Charles Champlin, then the Los Angeles Times movie critic, blasted "Death Wish" for being a "despicable motion picture which seems certain to make a lot of money."

Indeed, audiences around the country often applauded and cheered whenever Bronson let one of the film's menacing thugs have it.

Noting that the picture spoke to a national fear of and frustration over street crime, Champlin wrote that the film "is nasty and demagogic stuff, an appeal to brute emotions and against reason."

Of the negative reviews for "Death Wish," Bronson responded: "We don't make movies for critics, since they don't pay to see them anyhow."

"Death Wish" spawned four far-less successful sequels over the next 20 years. But in the wake of starring in one of the biggest-grossing films of 1974, Bronson was firmly established as star in his own country.

In 1974, Michael Winner, the British director of Bronson in "Death Wish," "The Mechanic" and "The Stone Killer," offered his view of the middle-aged actor's on-screen appeal to the New York Times.

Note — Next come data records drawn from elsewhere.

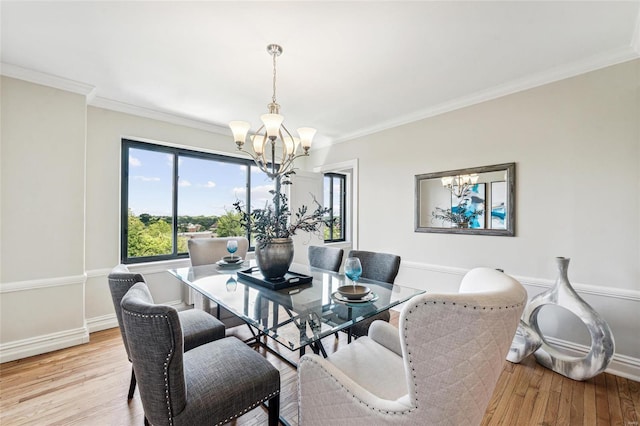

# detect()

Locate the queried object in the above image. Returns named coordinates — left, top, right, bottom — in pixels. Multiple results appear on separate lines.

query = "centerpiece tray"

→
left=238, top=267, right=313, bottom=290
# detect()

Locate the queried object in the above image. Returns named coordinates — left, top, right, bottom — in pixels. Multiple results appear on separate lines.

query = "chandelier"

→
left=229, top=44, right=316, bottom=179
left=440, top=173, right=478, bottom=198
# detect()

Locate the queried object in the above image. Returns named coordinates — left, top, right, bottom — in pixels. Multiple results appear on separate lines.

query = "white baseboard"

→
left=0, top=326, right=89, bottom=363
left=87, top=314, right=118, bottom=333
left=532, top=337, right=640, bottom=382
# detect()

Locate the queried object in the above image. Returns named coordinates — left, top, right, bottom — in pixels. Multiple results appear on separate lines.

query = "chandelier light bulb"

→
left=229, top=121, right=251, bottom=145
left=252, top=135, right=267, bottom=155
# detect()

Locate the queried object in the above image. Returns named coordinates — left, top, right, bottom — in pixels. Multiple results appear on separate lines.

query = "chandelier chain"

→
left=271, top=52, right=278, bottom=104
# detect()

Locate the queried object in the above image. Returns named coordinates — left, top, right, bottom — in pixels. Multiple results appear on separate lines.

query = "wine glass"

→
left=344, top=257, right=362, bottom=287
left=227, top=240, right=238, bottom=259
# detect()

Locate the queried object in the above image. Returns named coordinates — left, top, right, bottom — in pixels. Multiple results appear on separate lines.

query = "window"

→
left=324, top=173, right=347, bottom=243
left=121, top=139, right=274, bottom=263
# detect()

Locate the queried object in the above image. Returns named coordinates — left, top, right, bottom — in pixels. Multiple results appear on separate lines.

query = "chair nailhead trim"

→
left=122, top=309, right=175, bottom=426
left=302, top=358, right=415, bottom=416
left=404, top=300, right=524, bottom=407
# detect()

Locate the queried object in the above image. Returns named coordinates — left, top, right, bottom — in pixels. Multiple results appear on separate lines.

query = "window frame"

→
left=322, top=172, right=347, bottom=244
left=120, top=138, right=257, bottom=264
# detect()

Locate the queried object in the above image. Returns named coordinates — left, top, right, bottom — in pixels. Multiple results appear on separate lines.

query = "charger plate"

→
left=331, top=291, right=378, bottom=304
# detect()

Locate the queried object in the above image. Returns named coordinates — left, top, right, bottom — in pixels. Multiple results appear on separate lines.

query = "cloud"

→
left=133, top=176, right=160, bottom=182
left=198, top=181, right=216, bottom=188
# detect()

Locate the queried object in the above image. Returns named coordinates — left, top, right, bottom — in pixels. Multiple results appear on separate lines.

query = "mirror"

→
left=415, top=163, right=516, bottom=237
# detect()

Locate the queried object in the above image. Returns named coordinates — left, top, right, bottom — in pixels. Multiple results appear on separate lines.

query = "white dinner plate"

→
left=331, top=291, right=378, bottom=303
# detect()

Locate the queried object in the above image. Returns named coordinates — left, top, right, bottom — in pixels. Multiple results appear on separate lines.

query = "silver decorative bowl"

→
left=338, top=284, right=371, bottom=300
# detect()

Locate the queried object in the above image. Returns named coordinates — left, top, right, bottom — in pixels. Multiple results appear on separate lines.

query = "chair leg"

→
left=269, top=393, right=280, bottom=426
left=128, top=366, right=136, bottom=400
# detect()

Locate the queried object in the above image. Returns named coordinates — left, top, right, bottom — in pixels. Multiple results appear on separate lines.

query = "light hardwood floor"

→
left=0, top=312, right=640, bottom=426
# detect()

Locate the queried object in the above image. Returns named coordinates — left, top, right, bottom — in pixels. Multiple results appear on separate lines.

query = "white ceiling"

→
left=0, top=0, right=640, bottom=144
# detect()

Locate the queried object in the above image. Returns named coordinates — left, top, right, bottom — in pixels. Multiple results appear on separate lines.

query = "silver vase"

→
left=256, top=238, right=293, bottom=281
left=514, top=257, right=615, bottom=380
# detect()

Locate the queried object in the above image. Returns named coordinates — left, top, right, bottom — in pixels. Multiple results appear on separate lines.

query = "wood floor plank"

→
left=569, top=381, right=585, bottom=426
left=594, top=374, right=610, bottom=426
left=605, top=368, right=624, bottom=425
left=0, top=312, right=640, bottom=426
left=583, top=378, right=598, bottom=425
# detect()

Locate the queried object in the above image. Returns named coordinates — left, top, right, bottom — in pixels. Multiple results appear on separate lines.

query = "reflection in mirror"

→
left=415, top=163, right=515, bottom=236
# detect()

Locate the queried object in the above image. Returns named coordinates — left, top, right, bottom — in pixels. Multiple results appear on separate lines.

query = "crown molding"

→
left=0, top=63, right=96, bottom=98
left=631, top=4, right=640, bottom=55
left=88, top=96, right=231, bottom=136
left=330, top=46, right=640, bottom=148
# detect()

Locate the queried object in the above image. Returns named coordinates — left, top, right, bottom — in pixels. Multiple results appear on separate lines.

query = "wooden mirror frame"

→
left=415, top=163, right=516, bottom=237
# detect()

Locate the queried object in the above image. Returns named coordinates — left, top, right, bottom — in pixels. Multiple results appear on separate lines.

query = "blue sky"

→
left=129, top=148, right=273, bottom=216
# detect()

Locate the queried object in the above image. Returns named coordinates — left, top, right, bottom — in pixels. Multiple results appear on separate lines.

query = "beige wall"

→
left=0, top=77, right=88, bottom=350
left=308, top=60, right=640, bottom=366
left=0, top=61, right=640, bottom=377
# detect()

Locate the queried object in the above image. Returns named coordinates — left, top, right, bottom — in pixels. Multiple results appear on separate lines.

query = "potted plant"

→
left=431, top=198, right=484, bottom=228
left=234, top=182, right=330, bottom=280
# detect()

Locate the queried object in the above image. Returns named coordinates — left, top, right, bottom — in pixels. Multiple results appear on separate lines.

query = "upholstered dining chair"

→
left=121, top=282, right=280, bottom=426
left=107, top=265, right=225, bottom=399
left=298, top=268, right=527, bottom=426
left=187, top=237, right=249, bottom=328
left=340, top=250, right=401, bottom=338
left=308, top=246, right=344, bottom=272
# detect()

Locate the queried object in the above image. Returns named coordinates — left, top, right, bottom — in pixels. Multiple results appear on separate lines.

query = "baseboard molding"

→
left=545, top=337, right=640, bottom=382
left=87, top=313, right=118, bottom=333
left=0, top=325, right=89, bottom=363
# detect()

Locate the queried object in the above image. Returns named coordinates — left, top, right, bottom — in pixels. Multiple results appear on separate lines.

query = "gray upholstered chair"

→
left=187, top=237, right=249, bottom=328
left=298, top=268, right=527, bottom=426
left=308, top=246, right=344, bottom=272
left=122, top=283, right=280, bottom=426
left=107, top=265, right=225, bottom=399
left=340, top=250, right=400, bottom=338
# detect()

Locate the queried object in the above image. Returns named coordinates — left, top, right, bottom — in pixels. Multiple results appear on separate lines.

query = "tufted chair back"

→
left=298, top=268, right=527, bottom=426
left=399, top=268, right=527, bottom=424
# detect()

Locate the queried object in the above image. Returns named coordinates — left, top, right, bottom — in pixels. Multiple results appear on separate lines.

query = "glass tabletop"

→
left=169, top=262, right=424, bottom=351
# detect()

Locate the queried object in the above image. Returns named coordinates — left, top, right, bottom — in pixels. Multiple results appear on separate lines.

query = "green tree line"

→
left=127, top=210, right=245, bottom=257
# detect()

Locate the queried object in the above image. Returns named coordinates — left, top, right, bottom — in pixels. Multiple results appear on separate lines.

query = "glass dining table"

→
left=169, top=261, right=424, bottom=366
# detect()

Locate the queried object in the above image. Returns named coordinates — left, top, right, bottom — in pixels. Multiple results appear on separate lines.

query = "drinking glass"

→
left=344, top=257, right=362, bottom=286
left=227, top=240, right=238, bottom=259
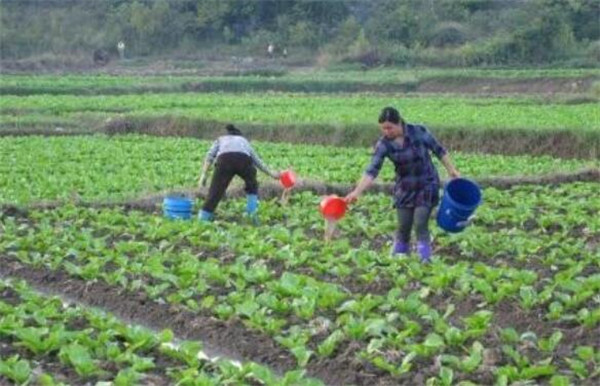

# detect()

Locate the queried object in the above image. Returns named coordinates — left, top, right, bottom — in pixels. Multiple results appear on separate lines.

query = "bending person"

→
left=198, top=124, right=279, bottom=221
left=345, top=107, right=460, bottom=262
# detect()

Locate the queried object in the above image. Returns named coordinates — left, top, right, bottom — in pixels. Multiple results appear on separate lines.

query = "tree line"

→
left=0, top=0, right=600, bottom=66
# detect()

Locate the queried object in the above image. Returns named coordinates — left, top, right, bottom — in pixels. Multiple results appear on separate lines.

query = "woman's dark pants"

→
left=396, top=206, right=432, bottom=244
left=202, top=153, right=258, bottom=213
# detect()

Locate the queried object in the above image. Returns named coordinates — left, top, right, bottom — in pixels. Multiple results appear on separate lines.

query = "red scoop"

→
left=320, top=195, right=347, bottom=220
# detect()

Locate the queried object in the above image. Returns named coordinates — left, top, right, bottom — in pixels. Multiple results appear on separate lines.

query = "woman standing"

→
left=345, top=107, right=460, bottom=263
left=198, top=124, right=279, bottom=221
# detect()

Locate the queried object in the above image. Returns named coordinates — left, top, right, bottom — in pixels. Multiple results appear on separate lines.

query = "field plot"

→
left=0, top=93, right=600, bottom=132
left=0, top=280, right=317, bottom=385
left=0, top=68, right=600, bottom=95
left=0, top=133, right=599, bottom=204
left=0, top=183, right=600, bottom=385
left=0, top=69, right=600, bottom=386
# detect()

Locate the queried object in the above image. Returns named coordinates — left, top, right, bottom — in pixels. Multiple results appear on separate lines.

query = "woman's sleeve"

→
left=249, top=146, right=277, bottom=178
left=365, top=139, right=388, bottom=179
left=205, top=139, right=219, bottom=164
left=418, top=126, right=447, bottom=159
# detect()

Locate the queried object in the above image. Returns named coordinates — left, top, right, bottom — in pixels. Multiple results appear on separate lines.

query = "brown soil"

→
left=0, top=256, right=398, bottom=385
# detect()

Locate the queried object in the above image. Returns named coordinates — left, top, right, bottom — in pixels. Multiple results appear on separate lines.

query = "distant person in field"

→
left=345, top=107, right=460, bottom=263
left=117, top=41, right=125, bottom=60
left=267, top=43, right=275, bottom=58
left=198, top=124, right=279, bottom=221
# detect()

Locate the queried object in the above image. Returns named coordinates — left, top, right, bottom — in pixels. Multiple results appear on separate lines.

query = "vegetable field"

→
left=0, top=70, right=600, bottom=386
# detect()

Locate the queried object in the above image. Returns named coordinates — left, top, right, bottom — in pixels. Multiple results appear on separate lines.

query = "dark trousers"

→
left=396, top=206, right=432, bottom=243
left=202, top=153, right=258, bottom=213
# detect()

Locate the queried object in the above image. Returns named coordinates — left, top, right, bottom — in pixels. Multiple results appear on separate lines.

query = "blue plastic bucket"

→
left=437, top=178, right=481, bottom=233
left=163, top=196, right=193, bottom=220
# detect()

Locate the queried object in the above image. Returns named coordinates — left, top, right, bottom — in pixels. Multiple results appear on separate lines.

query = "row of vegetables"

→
left=0, top=132, right=600, bottom=204
left=0, top=183, right=600, bottom=385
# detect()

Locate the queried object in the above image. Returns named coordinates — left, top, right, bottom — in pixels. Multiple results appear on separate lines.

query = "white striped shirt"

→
left=206, top=135, right=275, bottom=177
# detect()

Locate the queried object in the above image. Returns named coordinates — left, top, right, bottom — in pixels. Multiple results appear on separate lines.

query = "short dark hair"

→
left=225, top=123, right=243, bottom=135
left=378, top=106, right=404, bottom=125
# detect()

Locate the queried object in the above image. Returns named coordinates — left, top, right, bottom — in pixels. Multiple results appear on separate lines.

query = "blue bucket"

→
left=437, top=178, right=481, bottom=233
left=163, top=196, right=193, bottom=220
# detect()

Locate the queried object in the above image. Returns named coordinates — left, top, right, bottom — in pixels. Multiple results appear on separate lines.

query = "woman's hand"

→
left=344, top=190, right=359, bottom=204
left=448, top=168, right=460, bottom=178
left=198, top=173, right=207, bottom=188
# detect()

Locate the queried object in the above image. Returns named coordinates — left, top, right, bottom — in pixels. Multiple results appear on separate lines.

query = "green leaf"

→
left=550, top=375, right=571, bottom=386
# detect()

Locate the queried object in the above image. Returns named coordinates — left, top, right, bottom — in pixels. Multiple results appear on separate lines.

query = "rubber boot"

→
left=246, top=194, right=258, bottom=225
left=392, top=241, right=410, bottom=255
left=417, top=241, right=431, bottom=263
left=198, top=210, right=214, bottom=221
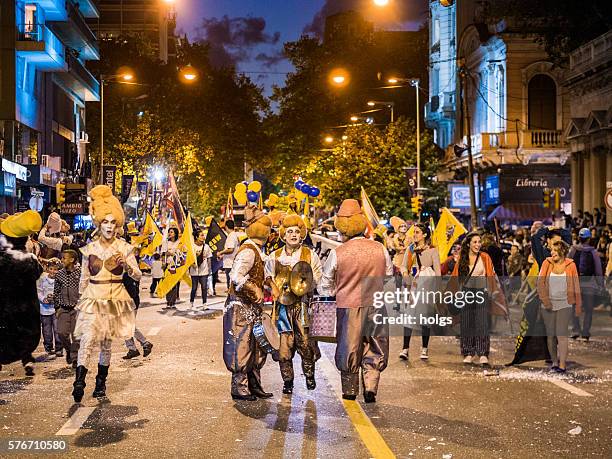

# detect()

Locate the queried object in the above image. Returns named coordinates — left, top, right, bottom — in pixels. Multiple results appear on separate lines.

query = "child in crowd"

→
left=53, top=249, right=81, bottom=368
left=149, top=253, right=164, bottom=296
left=36, top=258, right=62, bottom=358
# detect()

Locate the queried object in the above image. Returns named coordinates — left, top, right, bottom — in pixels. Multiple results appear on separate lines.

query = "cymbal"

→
left=289, top=261, right=313, bottom=297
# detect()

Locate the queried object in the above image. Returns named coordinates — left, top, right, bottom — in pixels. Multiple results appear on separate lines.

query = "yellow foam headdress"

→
left=389, top=216, right=408, bottom=233
left=89, top=185, right=125, bottom=227
left=334, top=199, right=367, bottom=237
left=244, top=205, right=272, bottom=240
left=279, top=214, right=306, bottom=239
left=0, top=210, right=42, bottom=238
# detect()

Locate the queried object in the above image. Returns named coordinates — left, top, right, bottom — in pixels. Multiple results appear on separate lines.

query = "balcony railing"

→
left=521, top=129, right=563, bottom=148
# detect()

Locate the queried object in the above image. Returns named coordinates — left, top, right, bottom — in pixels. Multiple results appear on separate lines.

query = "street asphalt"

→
left=0, top=277, right=612, bottom=459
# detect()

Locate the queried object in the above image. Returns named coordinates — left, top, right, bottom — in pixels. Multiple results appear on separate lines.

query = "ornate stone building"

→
left=564, top=31, right=612, bottom=223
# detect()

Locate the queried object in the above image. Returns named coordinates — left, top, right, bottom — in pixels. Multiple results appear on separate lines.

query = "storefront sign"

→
left=102, top=166, right=117, bottom=194
left=2, top=158, right=28, bottom=182
left=499, top=166, right=572, bottom=203
left=60, top=202, right=85, bottom=215
left=484, top=175, right=499, bottom=206
left=448, top=183, right=480, bottom=208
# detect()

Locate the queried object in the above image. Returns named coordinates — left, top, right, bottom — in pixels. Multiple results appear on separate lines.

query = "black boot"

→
left=72, top=365, right=87, bottom=403
left=92, top=364, right=108, bottom=398
left=283, top=379, right=293, bottom=394
left=248, top=373, right=274, bottom=398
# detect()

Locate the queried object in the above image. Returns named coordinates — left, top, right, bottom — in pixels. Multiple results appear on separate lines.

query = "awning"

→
left=487, top=203, right=552, bottom=222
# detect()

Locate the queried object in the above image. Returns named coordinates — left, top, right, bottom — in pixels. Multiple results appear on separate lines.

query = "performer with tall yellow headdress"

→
left=72, top=185, right=142, bottom=403
left=266, top=214, right=322, bottom=394
left=318, top=199, right=393, bottom=403
left=223, top=206, right=272, bottom=401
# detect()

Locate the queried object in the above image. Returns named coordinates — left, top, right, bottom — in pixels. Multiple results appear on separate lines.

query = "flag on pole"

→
left=431, top=207, right=467, bottom=263
left=224, top=188, right=234, bottom=220
left=132, top=212, right=163, bottom=257
left=361, top=187, right=380, bottom=234
left=155, top=214, right=196, bottom=297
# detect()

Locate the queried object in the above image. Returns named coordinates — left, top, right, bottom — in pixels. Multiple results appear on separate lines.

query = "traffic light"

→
left=55, top=183, right=66, bottom=204
left=410, top=196, right=423, bottom=215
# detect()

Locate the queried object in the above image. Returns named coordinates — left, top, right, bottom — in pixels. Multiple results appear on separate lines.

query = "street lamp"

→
left=368, top=100, right=395, bottom=123
left=328, top=69, right=350, bottom=88
left=180, top=64, right=198, bottom=83
left=100, top=67, right=138, bottom=183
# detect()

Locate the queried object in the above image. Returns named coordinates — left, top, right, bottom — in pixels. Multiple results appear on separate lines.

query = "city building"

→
left=426, top=0, right=572, bottom=223
left=564, top=31, right=612, bottom=223
left=89, top=0, right=177, bottom=63
left=0, top=0, right=100, bottom=212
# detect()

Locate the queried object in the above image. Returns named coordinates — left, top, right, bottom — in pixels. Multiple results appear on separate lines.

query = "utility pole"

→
left=459, top=62, right=478, bottom=230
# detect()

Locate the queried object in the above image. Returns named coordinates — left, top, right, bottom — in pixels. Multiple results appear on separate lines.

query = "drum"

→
left=253, top=312, right=280, bottom=353
left=308, top=296, right=336, bottom=343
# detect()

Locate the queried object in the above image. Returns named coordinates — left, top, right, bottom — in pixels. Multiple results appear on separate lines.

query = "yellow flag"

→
left=132, top=212, right=163, bottom=257
left=431, top=207, right=467, bottom=263
left=155, top=215, right=196, bottom=297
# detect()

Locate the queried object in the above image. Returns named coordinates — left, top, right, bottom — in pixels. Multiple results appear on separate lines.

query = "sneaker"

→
left=142, top=341, right=153, bottom=357
left=23, top=362, right=34, bottom=376
left=122, top=349, right=140, bottom=360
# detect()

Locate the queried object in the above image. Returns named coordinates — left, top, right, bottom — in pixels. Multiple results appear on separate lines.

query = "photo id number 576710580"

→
left=0, top=438, right=68, bottom=454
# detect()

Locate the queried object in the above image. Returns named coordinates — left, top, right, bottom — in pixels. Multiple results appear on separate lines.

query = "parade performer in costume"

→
left=223, top=206, right=274, bottom=401
left=72, top=185, right=142, bottom=403
left=318, top=199, right=393, bottom=403
left=0, top=210, right=43, bottom=376
left=266, top=214, right=322, bottom=394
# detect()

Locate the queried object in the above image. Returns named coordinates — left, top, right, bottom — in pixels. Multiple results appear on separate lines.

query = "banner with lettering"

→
left=121, top=175, right=134, bottom=202
left=102, top=166, right=117, bottom=194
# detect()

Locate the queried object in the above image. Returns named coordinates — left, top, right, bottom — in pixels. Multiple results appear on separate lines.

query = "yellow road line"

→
left=317, top=353, right=395, bottom=459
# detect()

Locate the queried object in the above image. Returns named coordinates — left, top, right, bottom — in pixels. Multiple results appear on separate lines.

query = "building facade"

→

"The key to Bronson is the repressed fury, the constant feeling that if you don't watch the screen every minute, you'll miss the eruption," he said. "But coupled with the intense masculine dynamism, there's also a great tenderness in Bronson. Women respond sexually to that combination of danger and tenderness in him."

As for Bronson?

"Don't ask me to explain a mystique," he told the New York Times in 1974. "I'm just enjoying all this while it lasts. I'm basically doing the same thing I was doing 20 years ago."

Among the actor's later films are "Hard Times," "Breakout," "St. Ives," "From Noon Till Three," "Death Hunt," Telefon," "Love and Bullets" and "Murphy's Law," as well as TV movies, including "Raid on Entebbe" and "Act of Vengeance."

Preferred Strong Heroes

In a 1977 Washington Post interview, Bronson said he liked "to do stories about people's strengths rather than their weaknesses. When you see weakness in a hero -- you are doing something to his identity. You take something away from the kids, the next generation; you steal away giving them anything to look up to."

Although his late-blooming stardom allowed him to buy a 33-room mansion in Bel-Air as well as a large farm in Vermont, the onetime Pennsylvania coal miner never lost sight of his roots. His acting idol was Wallace Beery because, Bronson said, "his face showed the hard times."